By Israel Levy, CEO of BUFFERZONE
It seems that not a week goes by without news of a major hack attack on a bank or financial services organization. The latest hacker attack targeted the Russian Central Bank, and cyber-criminals made off with sensitive data from customers of Indian banks who held three million debit cards at five banks. And before that, Danish banks warned that 100,000 credit cards were at risk due to cyber theft.
Cyber risks associated with banking are high – financial services is third on the list of industries most vulnerable to cyber attacks, according to IBM – and the risks grow by the day. With losses due to cybercrime anticipated to reach an astounding $2 trillion by 2019, much more work is obviously needed to mitigate attacks.
Unlike with most businesses, banks are in a unique situation; they’re licensed by the government to administer the money of customers, and as such they are – and should be – more closely regulated than other industries. In an effort to put some legislative bite on protecting the communities that depend on banks to keep their money safe, a number of government regulations have just been or are about to be proposed.
Among the first US states to act has been New York, which recently proposed regulations that would require banks to invest millions in cybersecurity systems. Banks would be required to invest in security systems, hire a chief information security officer (CISO) and implement measures to inform authorities of a data breach within 72 hours of its occurrence. But hiring a CISO is not enough; regulations in New York, as well as proposed federal rules, require active participation of the institution’s board of directors to ensure cyber safety. Instead of dumping cybersecurity in the hands of the IT department – or worse, making the customers bear the brunt of security lapses – banks will now be required to deal with security issues at the highest echelons of management.

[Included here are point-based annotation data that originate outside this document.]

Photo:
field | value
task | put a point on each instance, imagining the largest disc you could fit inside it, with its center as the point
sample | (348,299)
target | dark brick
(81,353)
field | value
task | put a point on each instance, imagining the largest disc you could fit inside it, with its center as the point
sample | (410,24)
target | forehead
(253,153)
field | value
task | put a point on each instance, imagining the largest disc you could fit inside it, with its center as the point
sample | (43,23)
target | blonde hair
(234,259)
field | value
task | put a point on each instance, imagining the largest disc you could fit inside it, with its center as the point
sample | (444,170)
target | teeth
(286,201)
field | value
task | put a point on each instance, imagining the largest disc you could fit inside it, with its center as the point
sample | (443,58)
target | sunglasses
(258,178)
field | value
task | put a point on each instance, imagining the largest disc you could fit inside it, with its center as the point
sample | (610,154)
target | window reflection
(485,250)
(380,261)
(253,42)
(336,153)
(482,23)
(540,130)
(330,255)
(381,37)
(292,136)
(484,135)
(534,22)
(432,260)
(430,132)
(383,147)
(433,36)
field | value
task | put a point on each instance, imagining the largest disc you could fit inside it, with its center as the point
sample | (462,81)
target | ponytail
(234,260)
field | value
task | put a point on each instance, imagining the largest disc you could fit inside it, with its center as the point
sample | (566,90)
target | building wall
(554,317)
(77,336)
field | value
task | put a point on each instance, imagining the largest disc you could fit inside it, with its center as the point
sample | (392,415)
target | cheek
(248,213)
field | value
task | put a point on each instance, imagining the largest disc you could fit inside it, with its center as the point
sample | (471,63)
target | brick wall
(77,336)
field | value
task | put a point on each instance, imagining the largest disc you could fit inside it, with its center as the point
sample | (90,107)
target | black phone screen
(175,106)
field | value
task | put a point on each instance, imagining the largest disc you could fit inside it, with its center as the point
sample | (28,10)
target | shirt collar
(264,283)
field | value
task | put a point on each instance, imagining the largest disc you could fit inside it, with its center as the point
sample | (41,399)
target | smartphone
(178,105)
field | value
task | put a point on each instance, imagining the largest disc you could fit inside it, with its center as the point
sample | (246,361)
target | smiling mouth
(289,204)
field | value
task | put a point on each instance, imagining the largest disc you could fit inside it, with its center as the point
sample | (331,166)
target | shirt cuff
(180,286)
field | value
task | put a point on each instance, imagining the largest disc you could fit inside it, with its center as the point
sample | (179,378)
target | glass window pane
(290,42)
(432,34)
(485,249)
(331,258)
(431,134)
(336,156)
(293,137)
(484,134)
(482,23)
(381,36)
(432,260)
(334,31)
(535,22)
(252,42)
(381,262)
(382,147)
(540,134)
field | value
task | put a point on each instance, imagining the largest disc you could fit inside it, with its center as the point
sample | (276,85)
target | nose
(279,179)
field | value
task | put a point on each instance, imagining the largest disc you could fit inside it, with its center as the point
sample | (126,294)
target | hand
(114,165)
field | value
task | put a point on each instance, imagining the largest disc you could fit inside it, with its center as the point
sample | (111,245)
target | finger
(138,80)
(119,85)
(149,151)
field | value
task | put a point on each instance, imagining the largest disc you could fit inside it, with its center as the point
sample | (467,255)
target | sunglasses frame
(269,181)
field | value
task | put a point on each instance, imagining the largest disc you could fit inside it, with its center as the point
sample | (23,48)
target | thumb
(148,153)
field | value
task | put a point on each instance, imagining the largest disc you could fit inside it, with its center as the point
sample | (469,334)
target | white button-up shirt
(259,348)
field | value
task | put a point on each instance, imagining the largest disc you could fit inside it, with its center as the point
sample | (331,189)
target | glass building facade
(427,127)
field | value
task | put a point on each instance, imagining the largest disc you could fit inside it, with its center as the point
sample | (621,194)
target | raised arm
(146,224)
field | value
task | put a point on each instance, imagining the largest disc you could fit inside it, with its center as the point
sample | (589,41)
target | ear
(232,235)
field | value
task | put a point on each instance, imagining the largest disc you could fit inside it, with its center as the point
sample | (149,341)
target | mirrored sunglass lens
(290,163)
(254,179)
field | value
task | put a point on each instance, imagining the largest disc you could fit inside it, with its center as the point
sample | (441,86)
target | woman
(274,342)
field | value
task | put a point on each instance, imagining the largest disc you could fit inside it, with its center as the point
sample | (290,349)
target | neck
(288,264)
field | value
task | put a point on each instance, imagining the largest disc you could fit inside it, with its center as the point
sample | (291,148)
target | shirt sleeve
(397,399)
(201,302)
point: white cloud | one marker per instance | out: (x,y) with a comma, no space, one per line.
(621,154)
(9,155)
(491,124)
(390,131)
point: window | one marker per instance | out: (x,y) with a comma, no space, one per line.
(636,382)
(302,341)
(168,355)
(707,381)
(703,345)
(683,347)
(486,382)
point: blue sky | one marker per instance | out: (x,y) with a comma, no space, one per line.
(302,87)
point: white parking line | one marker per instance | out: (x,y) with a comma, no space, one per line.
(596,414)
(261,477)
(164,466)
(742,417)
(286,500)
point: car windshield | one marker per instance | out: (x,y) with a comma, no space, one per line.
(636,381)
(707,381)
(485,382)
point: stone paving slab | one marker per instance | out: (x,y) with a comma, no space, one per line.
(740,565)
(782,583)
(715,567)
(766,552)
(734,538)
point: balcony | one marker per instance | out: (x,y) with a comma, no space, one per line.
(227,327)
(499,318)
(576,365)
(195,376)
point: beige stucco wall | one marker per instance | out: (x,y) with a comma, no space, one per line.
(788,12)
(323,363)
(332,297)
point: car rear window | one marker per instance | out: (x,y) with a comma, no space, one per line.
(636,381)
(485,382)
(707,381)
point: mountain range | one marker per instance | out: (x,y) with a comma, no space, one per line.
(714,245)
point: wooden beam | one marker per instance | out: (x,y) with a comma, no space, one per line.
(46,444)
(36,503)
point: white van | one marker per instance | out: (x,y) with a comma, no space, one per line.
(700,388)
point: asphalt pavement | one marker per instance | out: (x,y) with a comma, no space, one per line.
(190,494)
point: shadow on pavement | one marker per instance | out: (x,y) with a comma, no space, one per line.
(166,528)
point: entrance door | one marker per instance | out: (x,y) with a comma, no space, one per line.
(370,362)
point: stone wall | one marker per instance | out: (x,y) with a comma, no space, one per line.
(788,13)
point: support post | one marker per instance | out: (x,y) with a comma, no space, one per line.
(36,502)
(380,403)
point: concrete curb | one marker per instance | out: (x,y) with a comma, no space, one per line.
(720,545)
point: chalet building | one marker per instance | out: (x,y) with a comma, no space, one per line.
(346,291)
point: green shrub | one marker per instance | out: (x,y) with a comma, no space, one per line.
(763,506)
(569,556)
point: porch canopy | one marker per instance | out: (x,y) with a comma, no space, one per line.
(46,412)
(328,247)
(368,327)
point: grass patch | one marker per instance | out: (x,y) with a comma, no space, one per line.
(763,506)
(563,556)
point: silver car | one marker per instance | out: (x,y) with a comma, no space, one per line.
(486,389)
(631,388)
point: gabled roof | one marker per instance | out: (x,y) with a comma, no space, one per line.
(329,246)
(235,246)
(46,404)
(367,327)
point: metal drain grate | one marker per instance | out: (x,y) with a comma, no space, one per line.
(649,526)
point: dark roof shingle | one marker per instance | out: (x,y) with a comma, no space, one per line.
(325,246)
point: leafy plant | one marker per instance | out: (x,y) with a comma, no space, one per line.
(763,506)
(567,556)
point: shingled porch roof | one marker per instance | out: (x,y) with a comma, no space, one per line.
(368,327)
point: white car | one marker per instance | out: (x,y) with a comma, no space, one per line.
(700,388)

Following the New York rules, proposed federal regulations will require banks to develop an official cyber risk management strategy, implement a cyber risk assessment test and, most importantly, add an individual with knowledge of cybersecurity issues to their boards of directors. Banks will also need to appoint official top-level security officers and develop a specific plan for dealing with various types of cyber emergencies. The UK is also considering a similar law, and even China has passed a cybersecurity measure, although many in the industry see it as a tactic to more closely control the internet.
The new rules could bring about a sea of change in the way banks handle cybersecurity. With the new regulations, it appears that the government will leave the choice of defense to the institutions themselves – probably a wise move. But with the regulations shifting responsibility for those choices to higher-level management, the question is, how will institutions deal with their new responsibilities?
For many in the cyber protection business, “more is better.” From basic anti-virus to big data to artificial intelligence-based advanced threat detection systems, banks equip themselves with a gamut of protective systems. According to the proposed federal regulations, “covered entities would be required to be capable of operating critical business functions in the face of cyber attacks,” meaning that institutions would be expected to invest in the most effective defense systems available while ensuring effective disaster recovery systems as well.
That, of course, could get quite expensive quickly, and although a cyber team’s first priority has to be complying with regulations, ROI definitely plays a key role. Now, though, boards of directors will be face-to-face with the ROI vs. “more is better” issue. If it were up to the IT department, the cybersecurity budget would probably be limitless – or at least significantly higher than the board is willing to spend. But under the new regulations, the board – presumably far more cognizant of ROI issues than the IT people – is the responsible entity. To achieve a reasonable balance between expenses and effective protection, managers and directors will certainly need to educate themselves on what solutions are available, how they work and how effective they are.
In fact, one of the specifics listed in the federal guidelines involves requiring directors and managers to educate themselves on cybersecurity. The point is not to create a class of “geeky wonks” – directors who need to immerse themselves in the details of the various cyber protection technologies in order to pass a test that regulators will give – but rather to prevent disruptions to the financial system.
Obviously, they also need to be concerned about ROI. As the old saying goes, “an ounce of prevention is worth a pound of cure.” So before investing in complex detection and analytics systems and the expensive teams required to operate them, banks should make sure that they are blocking as much as possible. The more directors understand the complexion of their cybersecurity budget and what they are getting for it, as well as what the costs (economic and regulatory) are for failing to do so, the more they will be motivated to choose the most effective systems that will ensure that they and their customers are protected.